Cuerpos ardientes tiene en su protagonista femenina -Matty Walker- una diestra puestista en escena que hace del saber una baza y no devela sus cartas hasta el clímax. Una lectura retrospectiva -una vez concluido el metraje- nos lleva a deducir que esta mujer ha representado un papel en la vida del abogado Ned Racine. Ha fraguado un encuentro -en apariencia fortuito-, lo ha animado a una relación de amantazgo -aparentemente espontánea-, lo va a empujando para que haga suya la idea de asesinato hasta hacerle creer que él lo ha diseñado. Es más, Matty -su nombre como actriz como lo revelará una concluyente y demoledora prueba final- llega a encarnar las palabras "saber es poder" y no dudará en sembrar su recorrido por la vida de Racine con pistas que el enceguecido hombre no sabe ver (la película está narrada desde su punto de vista). De hecho, él es un animal sexual que suele cazar mujeres con uniforme -camareras, enfermeras- y no puede ver que Matty lleva un disfraz.

Muchos de los rasgos del film negro clásico se cumplen puntualmente: el protagonista es un hombre débil, de mentalidad adolescente, arrastrado por una vorágine que lo lleva a su propia destrucción. La mujer fatal no sólo corroe las prerrogativas del ser macho en la sociedad sino que también ataca los cimientos de la familia: otro de los objetivos de Matty es dejar a su cuñada y sobrina sin la herencia correspondiente. A partir de la segunda parte del film, una vez cometido el asesinato, Ned se transforma en un investigador privado que ni siquiera puede confiar en sus amigos más cercanos, el fiscal Peter Lowenstein (Ted Danson, hábil en sus pasitos de baile a lo Fred Astaire que Kasdan utiliza como leif motiv) y el sargento Oscar Grace (J. A. Preston), quienes serán los encargados de ponerlo tras las rejas, en una situación de pasividad absoluta, y quienes le habían advertido acerca de la peligrosidad que entrañaba su relación Matty.

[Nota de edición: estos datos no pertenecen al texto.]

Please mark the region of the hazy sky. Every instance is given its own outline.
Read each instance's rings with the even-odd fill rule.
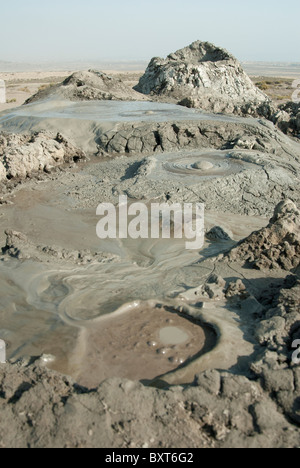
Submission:
[[[0,21],[7,61],[148,61],[200,39],[300,62],[299,0],[2,0]]]

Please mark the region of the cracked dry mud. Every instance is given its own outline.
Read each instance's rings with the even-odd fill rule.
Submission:
[[[0,131],[0,446],[298,447],[298,141],[93,73]],[[203,249],[98,239],[124,194],[204,202]]]

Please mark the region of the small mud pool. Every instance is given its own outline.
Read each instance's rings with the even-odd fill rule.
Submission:
[[[208,326],[147,303],[117,319],[94,322],[81,338],[77,381],[87,387],[115,376],[152,380],[199,357],[216,342]]]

Otros rasgos se ven modificados por el clima de época: ya hemos aludido a la alta carga erótica que el film conlleva y que permite explicitar lo que en los antecedentes del género se suponía. Por otro lado, introduce una variante extraordinaria que es la supervivencia de la mujer fatal. Tamizada por el feminismo de los años 70, Matty Walker es una heroína a la que se le permite cumplir con su deseo y no ser castigada, aunque el film deje en duda si llegó o no a amar a Ned. La escena final de Matty tomando sol en una paradisíaca playa de algún país exótico con la expresión incómoda, insatisfecha, melancólica de su rostro abona la duda. Otra variante es permitir que el típico muchacho estadounidense termine siendo condenado por miembros de minorías (un judío y un negro), depositarios de los ideales de la profesión que él no quiso honrar.

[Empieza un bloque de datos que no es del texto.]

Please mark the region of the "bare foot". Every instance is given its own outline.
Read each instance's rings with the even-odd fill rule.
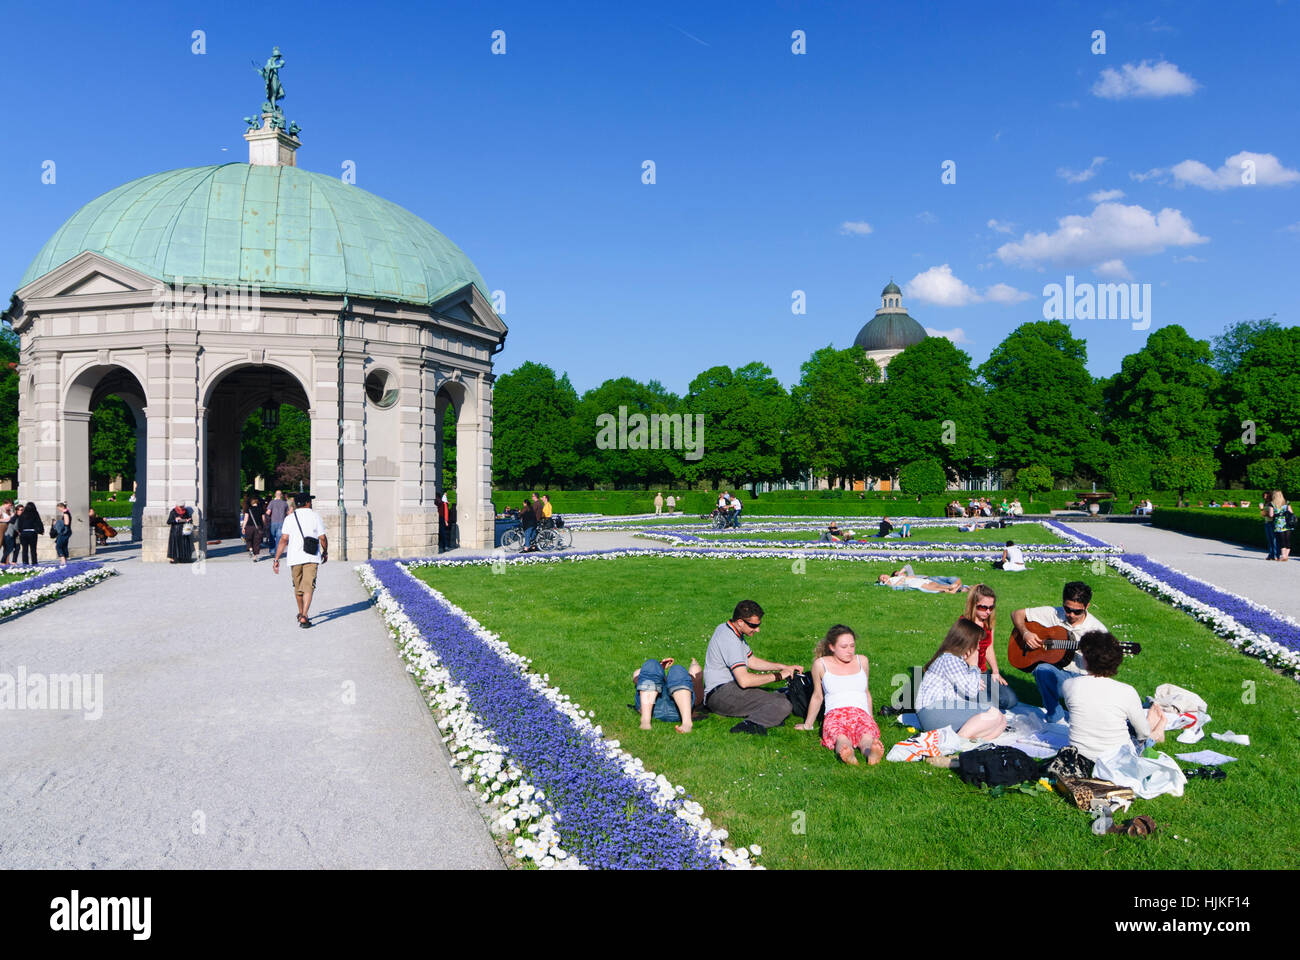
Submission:
[[[853,755],[853,748],[850,746],[840,747],[835,751],[836,755],[851,767],[858,765],[858,758]]]
[[[686,722],[684,722],[684,723],[679,723],[679,724],[677,724],[675,727],[673,727],[673,729],[676,730],[678,733],[690,733],[690,732],[691,732],[691,723],[690,723],[690,721],[686,721]]]
[[[885,757],[885,745],[879,740],[871,741],[871,749],[867,751],[867,764],[874,767]]]
[[[642,730],[649,730],[649,729],[650,729],[650,721],[649,721],[649,720],[642,720],[642,721],[641,721],[641,729],[642,729]]]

La puesta en escena de Kasdan es cuidada y minuciosa. Utiliza los vahos del calor como sustituto de la niebla que poblaba los films de los 40: los personajes se arrojan cubitos cuando están inmersos en bañeras o ponen sus pectorales a refrescarse de cara al refrigerador. Los cristales que cuelgan en la mansión de Matty emiten sonidos cuya frialdad connota al personaje. El uso de la iluminación para la escena en que Matty le regala a Ned el sombrero Fedora -similar al que usaban Sam Spade o el detective Marlowe- permite que ella se desvanezca y en el reflejo del vidrio de un auto Ned superponga su imagen a la de ella (un antecedente de que él cargará con toda la culpabilidad y ella se esfumará en las sombras). El cambio de foco cuando se están anunciando las condiciones del nuevo y sorpresivo testamento permite que notemos que Matty está siendo observada escrupulosamente por el fiscal Lowenstein. La envolvente banda sonora compuesta por John Barry contribuye a la atmósfera sugerente y ominosa que puebla el film. Y la fotografía de Richard H. Kline sabe combinar bien los rojos y naranjas sensuales con los blancos y celestes frizados.

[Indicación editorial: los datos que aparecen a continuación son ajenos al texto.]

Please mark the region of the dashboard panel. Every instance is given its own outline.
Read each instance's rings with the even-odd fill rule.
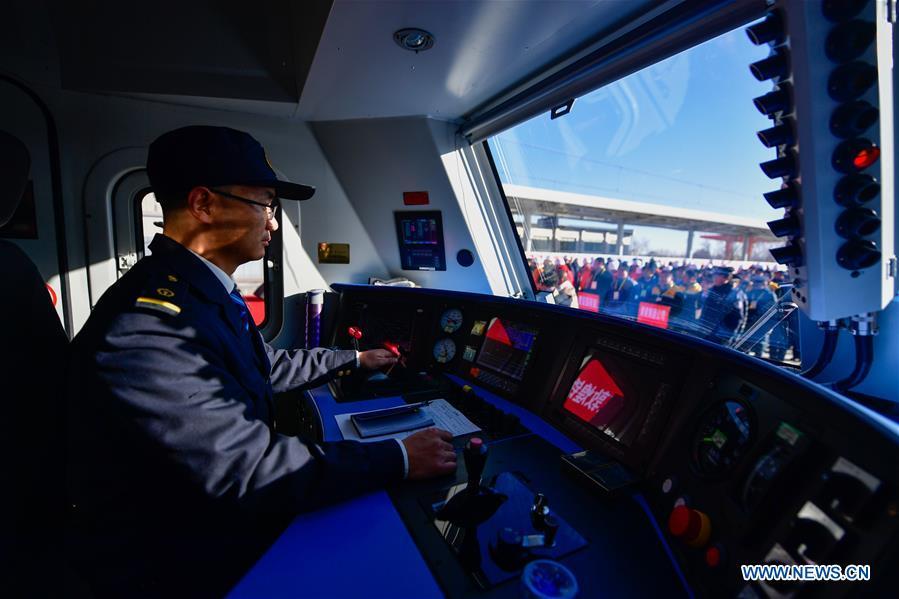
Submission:
[[[335,289],[335,345],[351,347],[342,331],[359,326],[362,349],[400,348],[406,365],[391,373],[397,380],[452,375],[626,468],[635,481],[628,492],[645,500],[693,592],[858,590],[744,582],[740,565],[750,564],[867,564],[876,576],[864,590],[896,583],[885,567],[899,551],[895,423],[760,360],[633,322],[451,291]],[[475,400],[463,394],[454,405],[466,412]],[[594,497],[579,509],[613,509],[609,497]],[[602,531],[593,532],[597,544]]]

Kasdan, que como antecedentes tenía los guiones de El imperio contraataca (Irvin Kershner, 1980) y Los cazadores del arca perdida (Steven Spielberg, 1981), deslumbra en su debut y seguirá manteniendo el nivel durante los años 80, generando films que lo tienen también como guionista y director (Reencuentro, Silverado, Un tropiezo llamado amor). En la década siguiente, su aura se debilita (Te amaré hasta matarte, El corazón de la ciudad, Wyatt Earp, Mumford), hasta apagarse con El cazador de sueños en el año 2003.